Virgil Schmitt, ISU extension field agronomist in Muscatine, agreed with Licht concerning farmers who were on top of field work last fall that will help prepare them for spring planting.
“In general, they are set up pretty well,” he said. “The planting issues of 2019 are still pretty fresh in farmers’ minds, so many pushed hard (last) fall to get as much done as possible so that less time will be required in spring to get crops planted.”
While farmers have had some soil moisture recharge from post-maturity rainfall, a good portion of the Midwest still had a soil moisture deficit going into winter, Licht said.
“This deficit does draw some concern; however, the reality is that a normal spring weather pattern can very quickly recharge soil moisture back to 100 percent capacity,” he said. “Bottom line: this concern should be voiced cautiously, and conditions should be watched going into spring planting to make management and practice adjustments.”
Schmitt said whether or not farmers should do anything differently this spring depends on which part of the state the respective farmer is in – and what spring weather brings.
For example, in far east-central Iowa, soils are generally holding all of the water they can, so soils are ready to go from that standpoint, he said.
“If we have a wet spring, however, that can haunt farmers because those soils may take longer after a rain to be in a plantable condition,” he said. “If topsoil is dry at a depth of two inches at planting time, it may be prudent to plant deeper than the normal two-inch recommendation so that seeds are planted uniformly into moisture.”
According to the University of Missouri, corn can be planted to a depth of 2.5 inches on high-clay soils, and to a depth of three inches on coarser textured soils if those depths are needed to find consistent, moist soils.

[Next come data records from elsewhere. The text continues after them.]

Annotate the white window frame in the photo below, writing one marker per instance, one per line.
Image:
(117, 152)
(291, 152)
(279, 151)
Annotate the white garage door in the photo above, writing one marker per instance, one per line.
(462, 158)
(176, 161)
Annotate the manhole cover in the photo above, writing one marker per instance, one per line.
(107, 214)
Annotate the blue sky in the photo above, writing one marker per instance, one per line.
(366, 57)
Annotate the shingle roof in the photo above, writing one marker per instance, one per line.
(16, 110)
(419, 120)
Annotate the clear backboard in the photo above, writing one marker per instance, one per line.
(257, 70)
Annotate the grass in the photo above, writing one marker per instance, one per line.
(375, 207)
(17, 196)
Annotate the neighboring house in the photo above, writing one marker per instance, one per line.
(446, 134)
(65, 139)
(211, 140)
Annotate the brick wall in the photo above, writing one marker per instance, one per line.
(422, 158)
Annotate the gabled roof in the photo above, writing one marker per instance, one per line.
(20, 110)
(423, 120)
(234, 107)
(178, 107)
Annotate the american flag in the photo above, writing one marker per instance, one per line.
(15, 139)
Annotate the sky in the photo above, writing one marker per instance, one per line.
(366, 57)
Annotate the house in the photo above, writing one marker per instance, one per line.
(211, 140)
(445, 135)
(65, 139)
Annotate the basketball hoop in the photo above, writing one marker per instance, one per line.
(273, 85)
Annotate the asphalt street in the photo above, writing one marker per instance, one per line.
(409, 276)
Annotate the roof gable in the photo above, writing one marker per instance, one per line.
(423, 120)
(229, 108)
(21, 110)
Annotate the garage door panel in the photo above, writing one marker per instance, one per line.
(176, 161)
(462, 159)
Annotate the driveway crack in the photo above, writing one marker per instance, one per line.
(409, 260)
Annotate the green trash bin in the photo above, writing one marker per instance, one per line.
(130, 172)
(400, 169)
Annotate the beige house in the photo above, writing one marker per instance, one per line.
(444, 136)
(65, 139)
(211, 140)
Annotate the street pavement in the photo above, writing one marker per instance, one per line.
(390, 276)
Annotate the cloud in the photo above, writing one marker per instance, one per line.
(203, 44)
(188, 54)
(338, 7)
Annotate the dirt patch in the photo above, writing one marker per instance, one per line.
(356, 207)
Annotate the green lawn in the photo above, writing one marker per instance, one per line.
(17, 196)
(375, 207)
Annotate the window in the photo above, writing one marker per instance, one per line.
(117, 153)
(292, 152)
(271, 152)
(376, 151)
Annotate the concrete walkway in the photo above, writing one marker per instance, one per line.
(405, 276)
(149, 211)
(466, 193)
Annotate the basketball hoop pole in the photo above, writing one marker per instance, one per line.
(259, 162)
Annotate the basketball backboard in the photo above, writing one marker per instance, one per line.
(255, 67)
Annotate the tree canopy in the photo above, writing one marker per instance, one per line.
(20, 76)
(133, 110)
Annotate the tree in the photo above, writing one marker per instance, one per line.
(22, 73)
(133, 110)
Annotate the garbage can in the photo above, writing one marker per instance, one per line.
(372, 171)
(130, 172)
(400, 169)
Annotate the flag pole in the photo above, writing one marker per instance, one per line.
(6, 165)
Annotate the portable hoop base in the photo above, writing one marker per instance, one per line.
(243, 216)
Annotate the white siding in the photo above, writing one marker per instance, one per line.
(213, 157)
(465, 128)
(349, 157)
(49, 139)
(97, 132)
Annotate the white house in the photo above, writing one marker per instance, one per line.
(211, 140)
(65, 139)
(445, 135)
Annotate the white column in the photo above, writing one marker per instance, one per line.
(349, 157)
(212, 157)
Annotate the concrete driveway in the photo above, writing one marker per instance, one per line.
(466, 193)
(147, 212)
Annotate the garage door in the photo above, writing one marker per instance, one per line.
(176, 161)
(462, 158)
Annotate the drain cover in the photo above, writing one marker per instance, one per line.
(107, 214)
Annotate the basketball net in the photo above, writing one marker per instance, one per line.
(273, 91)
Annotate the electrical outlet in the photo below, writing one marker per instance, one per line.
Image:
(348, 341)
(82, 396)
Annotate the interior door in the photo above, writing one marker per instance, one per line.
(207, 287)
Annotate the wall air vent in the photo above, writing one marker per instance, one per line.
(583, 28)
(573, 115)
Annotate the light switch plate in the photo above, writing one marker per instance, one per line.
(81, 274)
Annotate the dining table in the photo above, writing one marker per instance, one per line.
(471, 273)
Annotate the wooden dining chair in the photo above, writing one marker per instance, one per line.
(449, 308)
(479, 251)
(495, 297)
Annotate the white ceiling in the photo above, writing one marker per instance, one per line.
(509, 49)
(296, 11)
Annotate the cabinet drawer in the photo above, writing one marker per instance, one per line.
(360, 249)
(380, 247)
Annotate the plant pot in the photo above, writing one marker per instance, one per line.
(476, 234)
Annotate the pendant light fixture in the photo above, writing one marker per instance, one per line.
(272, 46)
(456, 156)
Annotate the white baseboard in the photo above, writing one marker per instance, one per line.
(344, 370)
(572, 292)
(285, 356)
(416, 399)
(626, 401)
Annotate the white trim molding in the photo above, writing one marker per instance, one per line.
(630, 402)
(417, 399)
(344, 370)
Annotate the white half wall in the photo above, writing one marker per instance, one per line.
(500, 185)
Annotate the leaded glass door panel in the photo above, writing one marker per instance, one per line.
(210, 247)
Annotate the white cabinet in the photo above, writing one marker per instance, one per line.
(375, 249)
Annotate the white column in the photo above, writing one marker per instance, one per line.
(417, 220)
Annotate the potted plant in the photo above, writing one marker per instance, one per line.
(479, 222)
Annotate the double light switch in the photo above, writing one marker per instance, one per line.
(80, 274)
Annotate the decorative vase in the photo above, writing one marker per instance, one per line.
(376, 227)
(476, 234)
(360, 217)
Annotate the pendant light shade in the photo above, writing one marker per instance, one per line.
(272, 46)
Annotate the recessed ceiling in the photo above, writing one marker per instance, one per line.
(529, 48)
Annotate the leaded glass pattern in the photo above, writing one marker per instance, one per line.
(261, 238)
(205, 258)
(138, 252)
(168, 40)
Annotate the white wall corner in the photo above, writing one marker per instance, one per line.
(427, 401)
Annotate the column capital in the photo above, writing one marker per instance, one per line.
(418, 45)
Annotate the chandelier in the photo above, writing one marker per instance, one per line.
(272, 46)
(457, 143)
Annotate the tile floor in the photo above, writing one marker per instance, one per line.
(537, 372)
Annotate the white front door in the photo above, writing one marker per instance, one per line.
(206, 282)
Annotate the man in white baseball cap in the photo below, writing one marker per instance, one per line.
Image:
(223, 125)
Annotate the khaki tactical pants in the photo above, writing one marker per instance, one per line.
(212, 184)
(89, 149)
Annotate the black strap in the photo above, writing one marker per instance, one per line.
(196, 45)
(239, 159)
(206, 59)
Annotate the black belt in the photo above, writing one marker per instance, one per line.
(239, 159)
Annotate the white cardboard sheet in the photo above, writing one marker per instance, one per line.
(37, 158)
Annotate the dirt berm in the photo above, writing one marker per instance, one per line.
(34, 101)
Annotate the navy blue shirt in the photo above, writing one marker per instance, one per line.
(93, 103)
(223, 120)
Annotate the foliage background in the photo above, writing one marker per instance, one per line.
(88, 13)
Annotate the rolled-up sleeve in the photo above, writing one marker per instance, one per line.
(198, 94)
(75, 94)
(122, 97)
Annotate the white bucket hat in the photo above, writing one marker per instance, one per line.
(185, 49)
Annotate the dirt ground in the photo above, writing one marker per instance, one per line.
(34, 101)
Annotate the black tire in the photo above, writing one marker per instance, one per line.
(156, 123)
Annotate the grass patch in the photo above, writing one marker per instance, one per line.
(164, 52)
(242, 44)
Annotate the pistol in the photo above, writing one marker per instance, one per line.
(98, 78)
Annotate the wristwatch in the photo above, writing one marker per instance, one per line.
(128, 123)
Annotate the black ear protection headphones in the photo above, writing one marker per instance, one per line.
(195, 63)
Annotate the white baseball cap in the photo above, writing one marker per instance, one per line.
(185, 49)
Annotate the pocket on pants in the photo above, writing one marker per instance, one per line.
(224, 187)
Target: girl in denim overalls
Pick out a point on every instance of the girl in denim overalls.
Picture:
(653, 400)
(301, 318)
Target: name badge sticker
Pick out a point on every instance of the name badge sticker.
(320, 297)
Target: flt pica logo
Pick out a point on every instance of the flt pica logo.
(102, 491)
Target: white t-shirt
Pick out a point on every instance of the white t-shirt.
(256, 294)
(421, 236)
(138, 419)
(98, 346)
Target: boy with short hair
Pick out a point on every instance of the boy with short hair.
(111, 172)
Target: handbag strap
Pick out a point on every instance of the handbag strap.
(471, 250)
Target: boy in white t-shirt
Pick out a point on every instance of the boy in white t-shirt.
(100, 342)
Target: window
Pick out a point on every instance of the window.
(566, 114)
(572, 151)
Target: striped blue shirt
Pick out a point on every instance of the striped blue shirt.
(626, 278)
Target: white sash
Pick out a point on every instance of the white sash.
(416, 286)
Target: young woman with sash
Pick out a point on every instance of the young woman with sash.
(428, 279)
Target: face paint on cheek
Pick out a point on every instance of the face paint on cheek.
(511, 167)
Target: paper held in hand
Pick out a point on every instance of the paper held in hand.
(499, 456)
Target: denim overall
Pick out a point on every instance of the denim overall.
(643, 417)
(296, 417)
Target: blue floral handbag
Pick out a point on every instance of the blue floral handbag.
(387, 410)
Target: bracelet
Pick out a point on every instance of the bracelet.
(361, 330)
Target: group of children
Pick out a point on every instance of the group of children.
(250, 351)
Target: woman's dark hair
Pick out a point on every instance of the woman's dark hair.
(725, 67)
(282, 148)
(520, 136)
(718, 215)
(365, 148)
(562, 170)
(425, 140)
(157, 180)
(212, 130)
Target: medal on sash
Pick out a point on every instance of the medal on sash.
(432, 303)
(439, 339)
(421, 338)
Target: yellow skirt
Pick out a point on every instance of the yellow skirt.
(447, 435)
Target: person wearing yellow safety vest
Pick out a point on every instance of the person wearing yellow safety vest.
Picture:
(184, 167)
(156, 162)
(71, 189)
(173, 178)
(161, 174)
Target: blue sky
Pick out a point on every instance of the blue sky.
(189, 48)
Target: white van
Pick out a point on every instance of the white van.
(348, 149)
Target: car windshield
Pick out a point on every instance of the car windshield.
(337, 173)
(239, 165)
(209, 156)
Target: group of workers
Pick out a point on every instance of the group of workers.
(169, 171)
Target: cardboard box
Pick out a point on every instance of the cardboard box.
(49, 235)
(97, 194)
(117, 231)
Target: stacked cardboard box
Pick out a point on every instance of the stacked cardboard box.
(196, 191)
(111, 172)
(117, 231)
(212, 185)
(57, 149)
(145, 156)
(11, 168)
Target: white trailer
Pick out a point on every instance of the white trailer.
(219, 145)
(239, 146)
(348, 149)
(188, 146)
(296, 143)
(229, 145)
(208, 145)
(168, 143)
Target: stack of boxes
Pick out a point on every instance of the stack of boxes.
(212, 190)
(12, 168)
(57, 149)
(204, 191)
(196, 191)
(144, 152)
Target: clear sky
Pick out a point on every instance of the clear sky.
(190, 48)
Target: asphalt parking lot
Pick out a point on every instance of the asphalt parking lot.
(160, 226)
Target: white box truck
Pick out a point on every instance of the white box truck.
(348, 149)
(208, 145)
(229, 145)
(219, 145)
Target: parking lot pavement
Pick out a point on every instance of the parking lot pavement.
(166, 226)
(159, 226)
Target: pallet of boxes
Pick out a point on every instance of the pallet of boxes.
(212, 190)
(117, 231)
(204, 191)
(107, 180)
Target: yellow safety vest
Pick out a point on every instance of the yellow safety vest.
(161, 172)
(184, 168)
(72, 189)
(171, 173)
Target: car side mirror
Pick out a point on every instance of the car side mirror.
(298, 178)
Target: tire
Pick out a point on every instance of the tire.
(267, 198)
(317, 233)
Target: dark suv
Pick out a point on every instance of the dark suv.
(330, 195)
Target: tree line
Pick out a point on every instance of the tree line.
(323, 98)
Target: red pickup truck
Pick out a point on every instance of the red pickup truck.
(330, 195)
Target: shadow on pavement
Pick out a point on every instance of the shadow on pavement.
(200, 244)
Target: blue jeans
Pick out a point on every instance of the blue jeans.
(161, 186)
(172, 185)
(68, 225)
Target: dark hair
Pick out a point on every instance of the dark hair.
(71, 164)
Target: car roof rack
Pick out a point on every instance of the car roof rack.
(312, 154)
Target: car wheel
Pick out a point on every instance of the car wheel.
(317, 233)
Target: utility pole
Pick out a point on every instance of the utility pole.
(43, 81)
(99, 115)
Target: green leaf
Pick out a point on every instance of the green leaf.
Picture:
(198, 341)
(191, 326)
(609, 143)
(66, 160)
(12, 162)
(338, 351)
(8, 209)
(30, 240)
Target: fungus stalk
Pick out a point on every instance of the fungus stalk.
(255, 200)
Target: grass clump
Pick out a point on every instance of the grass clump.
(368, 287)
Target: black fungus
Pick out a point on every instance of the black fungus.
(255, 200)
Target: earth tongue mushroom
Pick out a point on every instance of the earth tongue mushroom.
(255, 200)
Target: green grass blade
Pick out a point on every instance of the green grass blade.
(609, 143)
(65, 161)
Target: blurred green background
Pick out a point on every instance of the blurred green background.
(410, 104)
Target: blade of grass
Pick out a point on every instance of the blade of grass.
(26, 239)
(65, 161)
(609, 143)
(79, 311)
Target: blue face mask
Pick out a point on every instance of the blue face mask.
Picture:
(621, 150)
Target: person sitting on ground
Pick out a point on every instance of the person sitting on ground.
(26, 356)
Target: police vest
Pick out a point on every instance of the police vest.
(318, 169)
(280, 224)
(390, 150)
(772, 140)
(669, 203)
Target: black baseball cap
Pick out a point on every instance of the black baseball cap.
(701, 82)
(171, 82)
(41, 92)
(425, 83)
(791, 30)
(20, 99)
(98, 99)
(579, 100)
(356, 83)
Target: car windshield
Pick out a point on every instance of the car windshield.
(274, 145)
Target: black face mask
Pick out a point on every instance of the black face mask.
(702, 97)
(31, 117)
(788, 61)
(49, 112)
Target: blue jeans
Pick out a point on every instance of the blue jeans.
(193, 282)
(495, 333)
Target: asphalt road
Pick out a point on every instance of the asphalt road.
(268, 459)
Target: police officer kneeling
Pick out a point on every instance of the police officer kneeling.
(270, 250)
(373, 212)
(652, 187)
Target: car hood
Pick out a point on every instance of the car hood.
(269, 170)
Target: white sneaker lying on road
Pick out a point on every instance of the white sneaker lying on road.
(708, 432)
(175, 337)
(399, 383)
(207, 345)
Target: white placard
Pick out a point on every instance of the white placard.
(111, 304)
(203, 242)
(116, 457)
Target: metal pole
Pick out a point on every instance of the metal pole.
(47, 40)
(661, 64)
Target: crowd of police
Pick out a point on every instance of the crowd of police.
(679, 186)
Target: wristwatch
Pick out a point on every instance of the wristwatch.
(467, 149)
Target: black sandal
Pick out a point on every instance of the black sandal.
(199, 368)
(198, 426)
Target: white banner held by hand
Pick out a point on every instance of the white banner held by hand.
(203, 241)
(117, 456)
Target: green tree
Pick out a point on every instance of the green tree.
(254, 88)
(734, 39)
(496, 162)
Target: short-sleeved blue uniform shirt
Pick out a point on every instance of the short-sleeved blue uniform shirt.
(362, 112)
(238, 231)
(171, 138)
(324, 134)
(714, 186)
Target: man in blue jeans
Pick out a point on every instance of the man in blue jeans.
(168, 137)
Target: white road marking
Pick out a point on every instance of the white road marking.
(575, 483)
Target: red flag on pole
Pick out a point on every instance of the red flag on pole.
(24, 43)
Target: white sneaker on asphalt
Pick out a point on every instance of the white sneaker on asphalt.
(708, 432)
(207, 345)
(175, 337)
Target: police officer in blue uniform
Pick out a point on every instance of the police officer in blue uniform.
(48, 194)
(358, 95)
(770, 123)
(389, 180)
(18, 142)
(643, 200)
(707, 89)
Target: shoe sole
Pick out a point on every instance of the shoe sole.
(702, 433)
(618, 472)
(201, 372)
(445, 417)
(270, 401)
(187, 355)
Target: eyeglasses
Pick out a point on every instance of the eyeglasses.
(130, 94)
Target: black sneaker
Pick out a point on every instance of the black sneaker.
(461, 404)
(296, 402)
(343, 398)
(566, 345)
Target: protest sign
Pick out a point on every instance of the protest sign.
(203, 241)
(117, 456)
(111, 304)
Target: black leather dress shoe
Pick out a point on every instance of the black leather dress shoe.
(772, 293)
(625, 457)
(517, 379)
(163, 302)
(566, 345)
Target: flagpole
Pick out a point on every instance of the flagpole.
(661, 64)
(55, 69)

“If moisture cannot be found at those depths, then plant at the recommended two-inch depth, and wait for rain,” Schmitt said.
Licht said spring planting plans should go forth as typical for most years.
“Plan hybrids/varieties that match the cropping system management practices being used,” he said. “For instance, farmers using continuous corn should still find hybrids that excel under high residue situations.”
He said planning for crop diseases through the use of seed selection or in-season fungicide should be made according to past disease pressure.
“Herbicide programs should be adjusted to account for incidences of weed resistance, as well as targeting commonly found weeds,” he said. “Sure, we may get into the spring only to find cool, wet conditions which would slow field preparation and planting. If that does happen, the tendency is to make management changes with consideration for calendar date as far as adjusting crop maturity or seeding rate.”
If spring 2021 remains dry, he said terminating overwintering cover crops early may reduce soil water use and preserve some soil water for corn and soybeans.
“A change in hybrid maturity, or seeding rate may be of value if dry conditions persist to most efficiently use available water. However, some of that means an assumption of what future weather will be.”